Dustin M. Bermudez

Longitudinal shift in diabetic wound microbiota correlates with prolonged skin defense response

Diabetics frequently suffer from chronic, nonhealing wounds. Although bacterial colonization and/or infection are generally acknowledged to negatively impact wound healing, the precise relationship between the microbial community and impaired wound healing remains unclear. Because the host cutaneous defense response is proposed to play a key role in modulating microbial colonization, we longitudinally examined the diabetic wound microbiome in tandem with host tissue gene expression. By sequencing 16S ribosomal RNA genes, we show that a longitudinal selective shift in wound microbiota coincides with impaired healing in diabetic mice (Leprdb/db; db/db). We demonstrate a parallel shift in longitudinal gene expression that occurs in a cluster of genes related to the immune response. Further, we establish a correlation between relative abundance of Staphylococcus spp. and the expression of cutaneous defense response genes. Our data demonstrate that integrating two types of global datasets lends a better understanding to the dynamics governing host–microbe interactions.

Impaired Biomechanical Properties of Diabetic Skin: Implications in Pathogenesis of Diabetic Wound Complications

Diabetic skin is known to have deficient wound healing properties, but little is known of its intrinsic biomechanical properties. We hypothesize that diabetic skin possesses inferior biomechanical properties at baseline, rendering it more prone to injury. Skin from diabetic and nondiabetic mice and humans underwent biomechanical testing. Real-time PCR was performed for genes integral to collagen synthesis and degradation. MMP-2 and MMP-9, and TIMP-1 protein levels were assessed by ELISA and zymography. Collagen I and III content was assessed using Western blot analysis. At baseline, both murine and human diabetic skin was biomechanically inferior compared to nondiabetic skin, with decreased maximum stress and decreased modulus (P < 0.001 and < 0.05, respectively). Surprisingly, the expression of genes involved in collagen synthesis were significantly up-regulated, and genes involved in collagen degradation were significantly down-regulated in murine diabetic skin (P < 0.01). In addition, MMP-2 and MMP-9/TIMP-1 protein ratios were significantly lower in murine diabetic skin (P < 0.05). Collagen I levels and I:III ratios were lower in diabetic skin (P < 0.05). These findings suggest that the predisposition of diabetics to wounds may be the result of impaired tissue integrity at baseline, and are due, in part, to a defect in the regulation of collagen protein synthesis at the post-transcriptional level.

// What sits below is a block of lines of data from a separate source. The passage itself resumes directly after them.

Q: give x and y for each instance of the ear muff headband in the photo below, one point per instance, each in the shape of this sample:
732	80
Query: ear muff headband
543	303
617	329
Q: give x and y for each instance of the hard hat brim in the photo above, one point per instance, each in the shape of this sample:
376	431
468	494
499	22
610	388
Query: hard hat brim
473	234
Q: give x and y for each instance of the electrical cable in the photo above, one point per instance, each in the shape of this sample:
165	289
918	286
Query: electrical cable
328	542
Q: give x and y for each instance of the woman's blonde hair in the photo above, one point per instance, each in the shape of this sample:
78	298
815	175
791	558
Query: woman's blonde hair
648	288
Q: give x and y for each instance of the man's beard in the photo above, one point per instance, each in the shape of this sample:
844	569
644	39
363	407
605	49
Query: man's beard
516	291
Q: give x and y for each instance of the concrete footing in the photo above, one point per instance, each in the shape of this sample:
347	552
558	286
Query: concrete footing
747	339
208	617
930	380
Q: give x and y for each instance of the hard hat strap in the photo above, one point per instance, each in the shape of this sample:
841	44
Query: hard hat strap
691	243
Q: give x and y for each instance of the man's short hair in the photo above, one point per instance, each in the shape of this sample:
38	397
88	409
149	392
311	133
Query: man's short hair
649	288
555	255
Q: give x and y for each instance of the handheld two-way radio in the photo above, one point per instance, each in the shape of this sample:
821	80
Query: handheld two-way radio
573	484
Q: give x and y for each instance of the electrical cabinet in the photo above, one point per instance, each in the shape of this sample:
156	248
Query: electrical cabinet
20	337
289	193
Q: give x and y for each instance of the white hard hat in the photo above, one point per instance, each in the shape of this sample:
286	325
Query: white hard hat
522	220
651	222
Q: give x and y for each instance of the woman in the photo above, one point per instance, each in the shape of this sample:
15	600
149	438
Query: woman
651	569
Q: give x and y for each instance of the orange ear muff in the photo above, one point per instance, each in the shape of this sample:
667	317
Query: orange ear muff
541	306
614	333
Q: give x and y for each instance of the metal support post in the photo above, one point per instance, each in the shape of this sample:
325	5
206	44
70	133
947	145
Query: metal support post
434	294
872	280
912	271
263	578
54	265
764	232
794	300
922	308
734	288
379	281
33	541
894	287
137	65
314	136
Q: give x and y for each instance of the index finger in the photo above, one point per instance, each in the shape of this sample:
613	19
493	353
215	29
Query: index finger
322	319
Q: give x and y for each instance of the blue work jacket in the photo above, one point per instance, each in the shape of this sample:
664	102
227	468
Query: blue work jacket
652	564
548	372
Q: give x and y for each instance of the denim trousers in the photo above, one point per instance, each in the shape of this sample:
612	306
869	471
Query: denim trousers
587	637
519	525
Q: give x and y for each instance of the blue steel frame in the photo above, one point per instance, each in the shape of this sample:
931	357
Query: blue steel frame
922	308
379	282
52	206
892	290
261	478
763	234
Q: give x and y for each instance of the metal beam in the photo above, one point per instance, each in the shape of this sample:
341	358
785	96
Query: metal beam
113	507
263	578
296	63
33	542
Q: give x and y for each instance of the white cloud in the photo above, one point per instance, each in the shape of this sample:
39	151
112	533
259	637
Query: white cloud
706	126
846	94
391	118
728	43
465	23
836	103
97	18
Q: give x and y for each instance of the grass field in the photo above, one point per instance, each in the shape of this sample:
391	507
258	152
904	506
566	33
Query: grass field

Fetal tendon wound size modulates wound gene expression and subsequent wound phenotype

The fetal response to small tendon injury results in regenerative or scarless healing and is characterized by a markedly diminished cellular inflammatory response, lack of fibroplasia, and restoration of normal tissue architecture. We hypothesized that an increasing fetal tendon wound size would lead to increased wound inflammation and a change from regenerative to reparative healing and scar formation. We created small or large tendon wounds in early gestation fetal sheep and used histology to assess tissue architecture, immunohistochemistry to assess the cellular inflammatory response, ovine‐specific gene microarrays, and real‐time reverse transcription‐polymerase chain reaction to measure the gene expression in response to injury. Small tendon wounds showed a regenerative healing phenotype with orderly deposition of collagen fibers while large tendon wounds showed disorderly collagen deposition consistent with scar formation. Small tendon wounds had few inflammatory cells at 7 and 28 days after injury, whereas the large wounds showed a significant inflammatory cell infiltrate at 7 days that resolved by 28 days. At 3 days, the differential expression of genes involved in the response to injury and inflammation were seen between large and small tendon wounds. By real‐time polymerase chain reaction at 7 days, large tendon wounds also had significantly increased expression of interleukin‐6, interleukin‐8, transforming growth factor‐β1, and transforming growth factor‐β3, compared with the small wounds. Increasing the fetal tendon wound size results in increased proinflammatory gene expression, inflammatory cell infiltration, and a change from regenerative to reparative healing. This model allows the process of regenerative healing to be examined without the confounding variable of gestational age.